Explaining the rule, the senior Labour MP said: “In 1801, obviously it’s a very long time ago, parliament had a rule and nobody should absent themselves and from parliament without permission and people used to ask for permission and sometimes they weren’t granted it”.
He added: “[MPs] could table a motion, which says that ‘the right honourable member for Mid-Beds must appear and in the House [by a certain time] And if she were to fail to do, so she would stand in contempt to the House”.
Mr Bryant explained that Ms Dorries could then be referred to the committee of privileges “or, more likely, you could just say we’re suspending you from parliament”.
But he added: “My guess is that long before we got to that point, she would decide the game is up”.
On the issue of how the use of the rule could implicate Sinn Féin MPs, who do not take their seats in the commons on a matter of principle, Mr Bryant countered that that’s “one of those extenuating circumstances. So just as we have a different set of rules for them in relation to oaths, and so on”.
Asked whether he senses building support for reviving the 1801 rule, Sir Chris said: “Well, I think everybody’s watching this space, is how I’d describe it. I’ve mentioned it to both the government chief whip and the opposition chief whip”.
He added: “The point is that — it’s embarrassing but its true — that some MPs, especially once they’ve had their ministerial career, just disappear. And that’s unfair on constituents, and it brings the whole of the rest of us into disrepute”.
Ms Dorries, who has served as the MP for Mid Bedfordshire since 2005, has angered opposition MPs as well as Conservatives by remaining in post long after she announced on June 9 that she would step down “with immediate effect” in protest at not being given a peerage in former prime minister Boris Johnson’s resignation honours list.
The Boris Johnson loyalist has been branded as an “absentee” MP and the “lingering MP for Mid Bedfordshire” as she has not spoken in the commons since July 2022 and last voted in April this year.
Ms Dorries claims she is delaying her commons exit because she is investigating the case of her peerage nomination, which she believes was blocked by Rishi Sunak’s team “to punish Boris”.
Last month, Flitwick town council in Mid Bedfordshire expressed its “concerns and frustration with the situation” and urged Ms Dorries to “immediately vacate” the seat.

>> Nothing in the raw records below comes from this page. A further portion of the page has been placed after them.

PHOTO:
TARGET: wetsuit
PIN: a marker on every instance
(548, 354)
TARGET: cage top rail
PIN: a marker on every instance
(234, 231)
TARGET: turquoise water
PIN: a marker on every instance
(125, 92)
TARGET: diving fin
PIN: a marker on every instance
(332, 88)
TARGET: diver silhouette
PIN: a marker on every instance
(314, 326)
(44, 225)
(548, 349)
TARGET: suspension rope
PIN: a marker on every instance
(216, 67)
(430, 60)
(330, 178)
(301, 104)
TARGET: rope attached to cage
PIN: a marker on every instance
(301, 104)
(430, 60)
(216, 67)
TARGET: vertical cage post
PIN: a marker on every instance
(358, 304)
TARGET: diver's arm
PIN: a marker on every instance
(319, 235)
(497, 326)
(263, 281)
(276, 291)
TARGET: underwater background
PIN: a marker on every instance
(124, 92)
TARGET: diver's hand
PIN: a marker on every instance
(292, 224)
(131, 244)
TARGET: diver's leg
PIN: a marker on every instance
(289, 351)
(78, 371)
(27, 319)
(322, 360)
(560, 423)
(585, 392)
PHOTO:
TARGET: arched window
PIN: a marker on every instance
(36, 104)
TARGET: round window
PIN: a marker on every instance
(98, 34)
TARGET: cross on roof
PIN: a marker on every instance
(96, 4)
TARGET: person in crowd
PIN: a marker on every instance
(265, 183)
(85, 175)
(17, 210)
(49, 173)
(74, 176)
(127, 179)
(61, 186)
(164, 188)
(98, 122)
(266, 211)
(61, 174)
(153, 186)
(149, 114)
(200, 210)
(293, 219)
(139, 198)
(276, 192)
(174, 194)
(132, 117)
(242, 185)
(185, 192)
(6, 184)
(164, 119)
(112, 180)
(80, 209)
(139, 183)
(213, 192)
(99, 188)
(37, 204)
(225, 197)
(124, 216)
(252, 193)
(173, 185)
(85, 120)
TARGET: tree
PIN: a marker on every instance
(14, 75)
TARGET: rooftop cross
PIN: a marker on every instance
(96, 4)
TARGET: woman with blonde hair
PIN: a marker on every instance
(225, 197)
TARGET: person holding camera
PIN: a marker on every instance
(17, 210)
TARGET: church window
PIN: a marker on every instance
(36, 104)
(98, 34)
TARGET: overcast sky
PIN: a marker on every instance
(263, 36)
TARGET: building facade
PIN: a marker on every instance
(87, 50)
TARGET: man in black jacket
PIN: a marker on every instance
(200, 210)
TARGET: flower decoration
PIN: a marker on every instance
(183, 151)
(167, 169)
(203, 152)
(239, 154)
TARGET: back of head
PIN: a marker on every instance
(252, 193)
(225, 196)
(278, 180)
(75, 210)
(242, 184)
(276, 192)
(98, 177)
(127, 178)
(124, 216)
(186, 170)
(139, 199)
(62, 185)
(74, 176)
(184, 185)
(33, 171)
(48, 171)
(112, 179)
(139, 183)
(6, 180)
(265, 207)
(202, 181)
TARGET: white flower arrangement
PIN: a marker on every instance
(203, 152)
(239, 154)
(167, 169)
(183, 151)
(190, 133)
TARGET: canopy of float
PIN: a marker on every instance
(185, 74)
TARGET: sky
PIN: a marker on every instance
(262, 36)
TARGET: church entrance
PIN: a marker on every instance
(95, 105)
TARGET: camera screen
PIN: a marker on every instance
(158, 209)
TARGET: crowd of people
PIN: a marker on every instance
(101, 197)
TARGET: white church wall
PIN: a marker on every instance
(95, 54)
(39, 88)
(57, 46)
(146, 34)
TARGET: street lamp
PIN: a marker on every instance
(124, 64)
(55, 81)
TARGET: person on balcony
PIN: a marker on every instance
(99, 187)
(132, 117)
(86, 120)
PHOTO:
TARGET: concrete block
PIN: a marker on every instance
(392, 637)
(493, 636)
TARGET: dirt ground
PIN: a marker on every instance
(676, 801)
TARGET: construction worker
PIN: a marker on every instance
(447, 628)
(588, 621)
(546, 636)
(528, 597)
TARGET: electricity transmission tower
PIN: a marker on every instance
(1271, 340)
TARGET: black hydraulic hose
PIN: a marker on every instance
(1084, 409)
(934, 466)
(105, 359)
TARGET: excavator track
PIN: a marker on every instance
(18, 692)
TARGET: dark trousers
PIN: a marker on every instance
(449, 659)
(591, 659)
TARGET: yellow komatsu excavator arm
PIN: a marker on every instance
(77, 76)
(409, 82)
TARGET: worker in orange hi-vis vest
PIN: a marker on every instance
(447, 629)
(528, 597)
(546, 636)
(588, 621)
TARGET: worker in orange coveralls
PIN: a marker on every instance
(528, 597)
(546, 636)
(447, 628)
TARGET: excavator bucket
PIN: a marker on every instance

In an open letter, the council accused Ms Dorries of focussing on her chat show on TalkTV and “political manoeuvres to embarrass the government for not appointing you to the House of Lords” rather than representing constituents.
On Thursday, immigration minister Robert Jenrick suggested to Sky News that Downing Street will “consider” Sir Chris Bryant’s proposals to oust Ms Dorries from the House of Commons, urging her to “get on” with the formal process of vacating her seat so a by-election can be held.
Rishi Sunak also said last week that Ms Dorries constituents were not being properly represented while she remained in post.
The prime minister told LBC radio: “I think people deserve to have an MP that represents them, wherever they are.”
“At the moment people aren’t being properly represented.”